**Create things on GPU**

Consider these two lines:

```
torch.zeros(100, device="gpu")
torch.zeros(100).to("cuda")
```

They should effect the same, but first one is faster as it assumes creating GPU tensor directly without copy from CPU, while the second one uses the copy from CPU trick.

**Two different loss functions**

If you have two different loss functions, finish the forwards for both of them separately, and then finally you can do `(loss1 + loss2).backward()`

.

It’s a bit more efficient, skips quite some computation.

**Sum the loss**

In your code you want to do:

```
loss_sum += loss.item()
```

to make sure you do not keep track of the history of all your losses.

`item()`

will break the graph and thus allow it to be freed from one iteration of the loop to the next.

Also you could use `detach()`

for the same.

**Loss backward and DataParallel**

When you do `loss.backward()`

, it is a shortcut for `loss.backward(torch.Tensor([1]))`

.

This in only valid if loss is a tensor containing a single element.
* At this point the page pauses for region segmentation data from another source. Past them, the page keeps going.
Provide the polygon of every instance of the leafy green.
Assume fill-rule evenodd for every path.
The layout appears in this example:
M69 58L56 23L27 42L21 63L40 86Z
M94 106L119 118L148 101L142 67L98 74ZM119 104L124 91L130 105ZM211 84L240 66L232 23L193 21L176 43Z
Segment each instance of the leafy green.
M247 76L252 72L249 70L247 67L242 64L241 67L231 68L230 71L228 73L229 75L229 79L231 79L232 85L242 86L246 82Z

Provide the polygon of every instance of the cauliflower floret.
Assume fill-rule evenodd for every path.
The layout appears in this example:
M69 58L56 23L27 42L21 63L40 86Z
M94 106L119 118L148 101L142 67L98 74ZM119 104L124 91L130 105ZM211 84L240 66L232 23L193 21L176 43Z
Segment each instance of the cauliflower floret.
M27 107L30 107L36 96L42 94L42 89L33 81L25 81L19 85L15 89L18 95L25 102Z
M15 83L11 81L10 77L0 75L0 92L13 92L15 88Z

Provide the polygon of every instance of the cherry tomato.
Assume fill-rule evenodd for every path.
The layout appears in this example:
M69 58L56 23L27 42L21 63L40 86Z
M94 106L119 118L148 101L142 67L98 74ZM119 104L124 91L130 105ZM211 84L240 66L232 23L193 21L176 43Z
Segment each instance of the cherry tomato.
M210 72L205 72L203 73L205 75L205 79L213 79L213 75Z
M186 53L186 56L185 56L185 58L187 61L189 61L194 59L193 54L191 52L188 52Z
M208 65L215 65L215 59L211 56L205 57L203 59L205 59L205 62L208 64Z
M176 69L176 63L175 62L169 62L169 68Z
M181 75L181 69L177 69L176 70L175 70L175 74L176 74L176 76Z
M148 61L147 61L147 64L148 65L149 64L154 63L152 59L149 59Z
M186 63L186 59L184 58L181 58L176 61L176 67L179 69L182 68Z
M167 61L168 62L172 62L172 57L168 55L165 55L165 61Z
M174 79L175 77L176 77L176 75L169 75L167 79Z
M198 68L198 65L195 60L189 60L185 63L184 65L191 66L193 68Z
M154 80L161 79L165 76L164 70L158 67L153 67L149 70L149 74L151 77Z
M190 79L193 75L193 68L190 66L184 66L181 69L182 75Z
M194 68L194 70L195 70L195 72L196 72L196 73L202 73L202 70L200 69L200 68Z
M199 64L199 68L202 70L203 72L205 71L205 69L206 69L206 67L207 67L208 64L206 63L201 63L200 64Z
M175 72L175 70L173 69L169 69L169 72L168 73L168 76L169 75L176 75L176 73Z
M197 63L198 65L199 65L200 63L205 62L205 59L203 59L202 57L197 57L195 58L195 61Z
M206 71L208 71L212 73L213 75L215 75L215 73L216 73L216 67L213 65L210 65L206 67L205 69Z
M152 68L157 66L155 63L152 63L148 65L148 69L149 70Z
DataParallel returns to you the partial loss that was computed on each GPU, so you usually want to do `loss.backward(torch.Tensor([1, 1]))`

or `loss.sum().backward()`

.

Both will have the exact same behaviour.

**Disable the autograd**

If you want to disable the autograd, you should wrap you function in a with `torch.no_grad()`

block.

Based on the PyTorch tutorial, during prediction (after training and evaluation phase), we are supposed to do something like

```
model.eval()
with torch.no_grad():
```

**Vector and matrix multiplication**

In PyTorch we use tensors. What if we need to do element vise multiplication?

```
x=torch.rand(2,3,2,2)
y=torch.rand(3)
print(x)
print(y)
y = y.view(1,3,1,1)
out = x*y
print(out)
```

We use `view()`

. Note view is in place operation:

```
x*y.view(1, 3, 1, 1)
```

Would do the same as:

```
y = y.view(1,3,1,1)
out = x*y
```

**Whats the difference between view() and expand()?**

Expand allows you to repeat a tensor along a dimension of size 1.

View changes the size of the Tensor without changing the number of elements in it.

**Use model on GPU**

You should create your model as usual then call `model.cuda()`

to send all parameters of this model (and other stuff in the model) to the GPU.

Then you need to make sure that your inputs are on the gpu as well:

```
input = input.cuda()
```

Then you can forward on the GPU by doing:

```
model(input)
```

Note that `model.cuda()`

will change the model inplace while `input.cuda()`

will not change input inplace and you need to do `input = input.cuda()`

.

**Replace outupt.data**

Replace `output.data`

with `output.detach()`

that is the new way to do it.

**CUDA_LAUNCH_BLOCKING=1 to have clear stack trace**

When running on GPU, use `CUDA_LAUNCH_BLOCKING=1`

otherwise the stack trace is going to be wrong.